• This is a rush transcript from "The Journal Editorial Report," March 21, 2009. This copy may not be in its final form and may be updated.

    STUART VARNEY, GUEST HOST: Coming up next on "The Journal Editorial Report," Obama's AIG outrage. The president stirs a political panic that threatens to undermine his own recovery agenda.

    Plus, the week's biggest losers. Will Tim Geithner and Chris Dodd be the first victims of the populist pitch-fork brigade?

    March madness is here and it's a cash cow for colleges. But should the student athletes see more of the green?

    "The Journal Editorial Report" begins right now.

    VARNEY: Welcome to "The Journal Editorial Report." I'm Stuart Varney, in for Paul Gigot.

    First up, Barack Obama's AIG panic. Calling the bonuses paid to executives outrageous, the president stoked the beltway bon fire over AIG this week and helped turned it into a full-blown political panic. But will the populist furies that have been unleashed derail his plans to repair the financial system and revive the struggling economy?

    Joining the panel this week, Wall Street Journal columnist and deputy editor, Dan Henninger; columnist, Mary Anastasia O'Grady; assistant editorial page editor, James Freeman; and senior economics writer, Steve Moore.

    Dan, what a political brawl.

    DAN HENNINGER, COLUMNIST & DEPUTY EDITOR: A brawl? Usually with brawl you need two sides fighting. I only saw one side fighting in this thing.

    VARNEY: I saw three or four.

    HENNINGER: No, I just saw the public sector, the Democrats and the White House piling up on the private sector. and it culminated at the end of the week with the passage in the House of this bill to claw back 90 percent of the bonuses being received by these companies. And with the president, as you suggested, piling on and sort of leading this mob scene.

    What is happening here I think is that politics, Washington politics, is beginning to simply overwhelm the subject of the financial credit crisis. And it's going to make it difficult going forward for the people who are trying to execute these policies to get them done.

    VARNEY: Mary, was this an anti-Wall Street, was it an anti-market populist revolt?

    MARY ANASTASIA O'GRADY, COLUMNIST: It looks a little like, as Dan said, piling on. But I think the public has some, you know, righteousness here. It has been watching the politician mishandle this crisis going back to last fall. The officials, the government officials were supposed to know what the books of AIG looked like, which includes having known about the bonuses. So the very fact that they didn't — that this was a surprise to them, I think people are reacting as kind of in a confidence crisis. They feel like, look, if you didn't know that, what do you know about this company?

    HENNINGER: But, Mary, Tim Geithner admitted earlier in the week he had known about the bonuses. And Liddy told the Congress the Federal Reserve and Treasury were walking in lock step with them from last year. They too knew about the bonuses. They left this guy hang out to dry.

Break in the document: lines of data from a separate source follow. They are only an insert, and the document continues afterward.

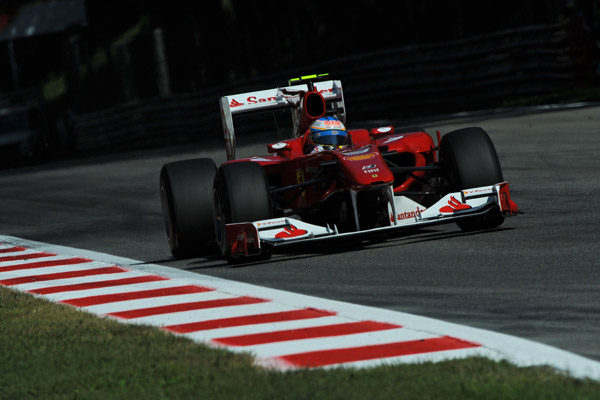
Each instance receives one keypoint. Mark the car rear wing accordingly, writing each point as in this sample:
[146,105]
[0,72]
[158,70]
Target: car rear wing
[278,98]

    O'GRADY: Precisely. But this is why the politicians are, as you say, jumping on AIG, because if they don't, they are going to be the ones that get attacked. They are going to be the ones held responsible.

    JAMES FREEMAN, ASSISTANT EDITORIAL PAGE EDITOR: That's right. I think if you can see a silver lining to all this, it is causing the lack of confidence in government management. And that's a good thing. I mean, if you think about all this talk lately of nationalizing banks, here's your example of what happens when the government nationalizes a financial firm.

    Going back to last fall, shareholders never voted for this. The largest shareholders said the firm would have been better off in bankruptcy, Chapter 11, than this government rescue. Amazingly, blown $173 billion and the company is still limping along.

    VARNEY: Steve, what do you make of this?